When ready to use, make 1 inch balls of dough and roll them out thin.
The dough was excellent, but difficult to roll out; I spent hours trying to make it thin enough and large enough to wrap around the filling.
Why not try the filo? For that matter, why not give those Vietnamese spring roll wrappers a shot?
Pumpkin Samosa Filling
1 tbsp oil
1 small onion, diced
3 garlic cloves, diced
1/2 pie pumpkin or 16 oz can pumpkin puree
1 cup frozen peas, thawed
1 tbsp lemon juice
1/2 tsp salt, or to taste
1/2 tsp cayenne pepper, or to taste
1/4 tsp black pepper
1/4 tsp ground cumin
1 tsp garam masala
If using pie pumpkin, peel and cut into chunks. Steam until soft, then mash by hand or in a mixer or food processor.
Sweat onion & garlic in oil until translucent, then add all other ingredients and stir well. Cook until thickened, about 7 minutes. Let cool, then wrap in dough and fry.
Since pumpkins haven’t yet shown up in my local markets, I used a butternut squash. This was a mistake – too sweet, too soft; the filling ended up tasting like pumpkin pie with peas. It wasn’t bad, just strange.
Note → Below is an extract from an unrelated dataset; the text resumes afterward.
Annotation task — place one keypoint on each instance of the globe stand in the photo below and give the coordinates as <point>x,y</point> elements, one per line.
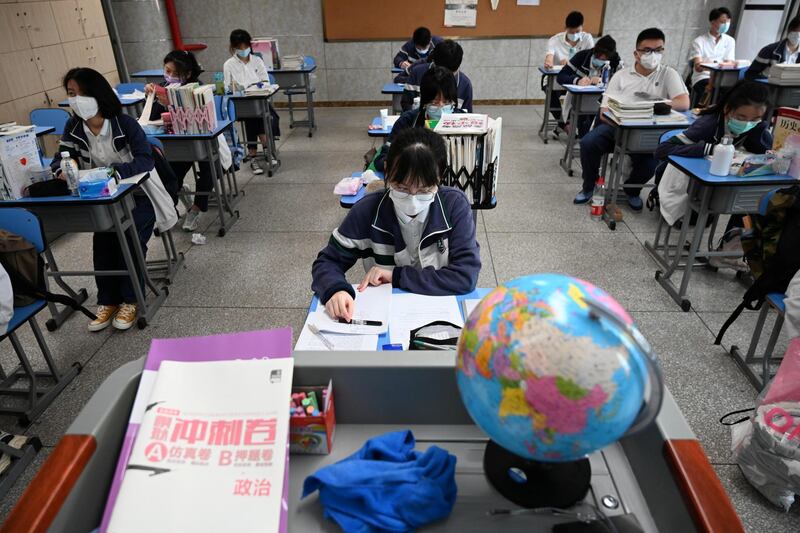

First, I worked with the filo. I cut the sheets in half and then folded them again, so that I was working with a double layer the size of a quarter sheet. A big spoonful of filling in the middle, and brush the sides with water, fold them up & stick them together.
They didn’t look like samosas, but into the hot oil they went, one after the other.
When I was down to only a few pieces of filo left, I decided to experiment with the spring roll wrappers. These were not the soft, refrigerated kind, but were stiff and dried, labeled in Vietnamese, French (galettes de riz), and English. To use, they have to be dipped in water to soften them. Too long a dip, and the rice paper melts; too brief a dip, and it is too stiff to work with. I experimented and found that a quick in-and-out motion in a shallow pan worked best; I filled up a wrapper and dropped it in the oil – and jumped back as the water made the oil spatter. The next one tore as it went in, and the third puffed up strangely.
I went back to the filo: predictable, controllable, well-behaved.
The finished dumplings were almost nothing like samosa; they were tasty, but might have worked better as a dessert (minus the peas, onions, and garlic, plus powdered sugar over top). The ones in spring roll wrappers were more samosa-like in texture, but the wrappers were so annoying to work with that I think I shall avoid them in the future.